In practice, one of the recurring questions is whether certain services, although not explicitly presented as personalised recommendations, may nevertheless fall within the regulatory framework applicable to investment advice.
Under MiFID II, investment advice refers to the provision of a personal recommendation to a client, either at the client’s request or at the initiative of the investment firm, in relation to one or more transactions in financial instruments. For a communication to qualify as investment advice, three cumulative criteria must be met:
- it must relate to a specific financial instrument;
- it must contain a recommendation and not merely factual or general information;
- it must be presented as suitable for the client or tailored to the client’s circumstances.

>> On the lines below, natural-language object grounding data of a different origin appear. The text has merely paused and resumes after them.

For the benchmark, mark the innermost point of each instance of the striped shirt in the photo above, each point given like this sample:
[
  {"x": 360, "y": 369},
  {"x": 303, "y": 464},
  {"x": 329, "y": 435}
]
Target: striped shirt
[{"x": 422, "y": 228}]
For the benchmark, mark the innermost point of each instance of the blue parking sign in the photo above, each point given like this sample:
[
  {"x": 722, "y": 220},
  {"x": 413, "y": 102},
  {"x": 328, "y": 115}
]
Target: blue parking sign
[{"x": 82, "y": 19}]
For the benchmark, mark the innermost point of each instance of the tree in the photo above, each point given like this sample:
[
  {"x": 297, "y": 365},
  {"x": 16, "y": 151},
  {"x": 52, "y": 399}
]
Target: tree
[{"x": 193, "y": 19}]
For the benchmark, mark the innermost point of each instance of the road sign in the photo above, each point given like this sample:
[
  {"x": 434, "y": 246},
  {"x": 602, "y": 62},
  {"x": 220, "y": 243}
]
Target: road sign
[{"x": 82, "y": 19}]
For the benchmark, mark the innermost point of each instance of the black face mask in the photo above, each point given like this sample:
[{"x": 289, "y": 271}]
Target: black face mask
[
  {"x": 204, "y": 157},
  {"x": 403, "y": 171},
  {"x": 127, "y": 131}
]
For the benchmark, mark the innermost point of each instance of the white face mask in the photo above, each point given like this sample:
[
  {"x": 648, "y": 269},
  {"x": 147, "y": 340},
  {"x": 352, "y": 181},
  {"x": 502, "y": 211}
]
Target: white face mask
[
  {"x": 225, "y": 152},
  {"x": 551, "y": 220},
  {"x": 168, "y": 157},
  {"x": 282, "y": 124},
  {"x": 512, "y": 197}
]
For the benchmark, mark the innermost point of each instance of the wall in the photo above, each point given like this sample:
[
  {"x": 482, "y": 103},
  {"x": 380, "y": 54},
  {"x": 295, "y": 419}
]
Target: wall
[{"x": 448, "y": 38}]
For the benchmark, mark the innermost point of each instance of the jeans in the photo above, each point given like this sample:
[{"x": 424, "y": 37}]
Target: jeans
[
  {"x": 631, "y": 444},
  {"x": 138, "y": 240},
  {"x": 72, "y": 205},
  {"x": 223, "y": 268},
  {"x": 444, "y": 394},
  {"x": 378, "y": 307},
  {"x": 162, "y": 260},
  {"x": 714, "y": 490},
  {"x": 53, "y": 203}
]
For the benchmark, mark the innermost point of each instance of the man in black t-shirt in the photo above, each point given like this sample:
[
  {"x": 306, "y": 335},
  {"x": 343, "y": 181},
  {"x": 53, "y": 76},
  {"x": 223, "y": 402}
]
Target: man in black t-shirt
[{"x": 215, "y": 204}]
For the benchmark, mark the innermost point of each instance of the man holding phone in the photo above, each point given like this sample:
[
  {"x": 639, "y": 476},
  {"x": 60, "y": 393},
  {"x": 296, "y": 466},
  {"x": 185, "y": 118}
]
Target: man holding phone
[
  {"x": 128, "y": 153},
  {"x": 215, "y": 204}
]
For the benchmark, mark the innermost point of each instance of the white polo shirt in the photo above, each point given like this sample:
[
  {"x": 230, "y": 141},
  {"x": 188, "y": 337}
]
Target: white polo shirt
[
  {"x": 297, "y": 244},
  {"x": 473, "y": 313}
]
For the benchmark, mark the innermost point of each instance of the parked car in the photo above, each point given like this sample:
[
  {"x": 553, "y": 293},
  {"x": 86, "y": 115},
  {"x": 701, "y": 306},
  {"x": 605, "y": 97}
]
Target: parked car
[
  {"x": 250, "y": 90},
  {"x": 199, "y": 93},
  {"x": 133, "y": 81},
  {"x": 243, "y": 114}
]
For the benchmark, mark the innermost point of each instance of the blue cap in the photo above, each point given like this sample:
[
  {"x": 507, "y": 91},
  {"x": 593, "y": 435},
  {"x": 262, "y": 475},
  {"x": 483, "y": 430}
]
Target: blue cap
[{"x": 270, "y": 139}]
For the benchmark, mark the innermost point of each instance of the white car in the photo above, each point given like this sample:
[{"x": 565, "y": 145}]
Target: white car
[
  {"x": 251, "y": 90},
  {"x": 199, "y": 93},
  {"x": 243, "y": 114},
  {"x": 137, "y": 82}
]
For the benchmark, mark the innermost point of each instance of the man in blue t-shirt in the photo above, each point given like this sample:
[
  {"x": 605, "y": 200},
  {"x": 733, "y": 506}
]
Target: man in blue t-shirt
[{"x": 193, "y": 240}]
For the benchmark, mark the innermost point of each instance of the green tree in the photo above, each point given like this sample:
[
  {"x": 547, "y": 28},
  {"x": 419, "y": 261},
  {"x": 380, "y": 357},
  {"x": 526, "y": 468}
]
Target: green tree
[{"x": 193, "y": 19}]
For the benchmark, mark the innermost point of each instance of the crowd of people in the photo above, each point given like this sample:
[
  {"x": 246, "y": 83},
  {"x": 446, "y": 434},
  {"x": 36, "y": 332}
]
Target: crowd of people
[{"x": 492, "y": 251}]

It is not enough for a firm to say that it does not provide investment advice. The legal qualification depends on the content of the communication, rather than how it is labelled. If the message appears personalised, implies that a product is suitable for the client or seeks to influence the client’s investment decision, it may fall within the scope of investment advice under MiFID II.
Common scenarios where qualification risks arise include:
- Copy trading platforms that allow clients to automatically replicate the trades of other investors. If the structure of the platform suggests that these trades are suitable for the user, there is a real risk that the service will be regarded as investment advice.
- Content promoted via social media or influencers, particularly where financial products are presented as suitable for a particular audience.
- Automated digital solutions that generate investment recommendations based on user behaviour or personal data, even in the absence of direct human involvement.
- Product rankings or curated selections, such as “Top 5 ETFs for 2025”, which, depending on how they are presented, may be perceived as recommendations tailored to a particular client profile.
Whether a service qualifies as investment advice does not depend solely on its name or the provider’s stated intent, but rather on the actual content of the communication, the client relationship context, and how a reasonable client would perceive it, taking into account the applicable MiFID II requirements and implementing legislation.
In many cases, firms operate in a regulatory grey area where a proper legal analysis may be essential to distinguish between compliance and potential breach. Where there is uncertainty as to whether a business model, communication strategy, or platform functionality may involve regulated investment advice, obtaining specialised legal advice is strongly recommended to assess the associated risks and regulatory implications.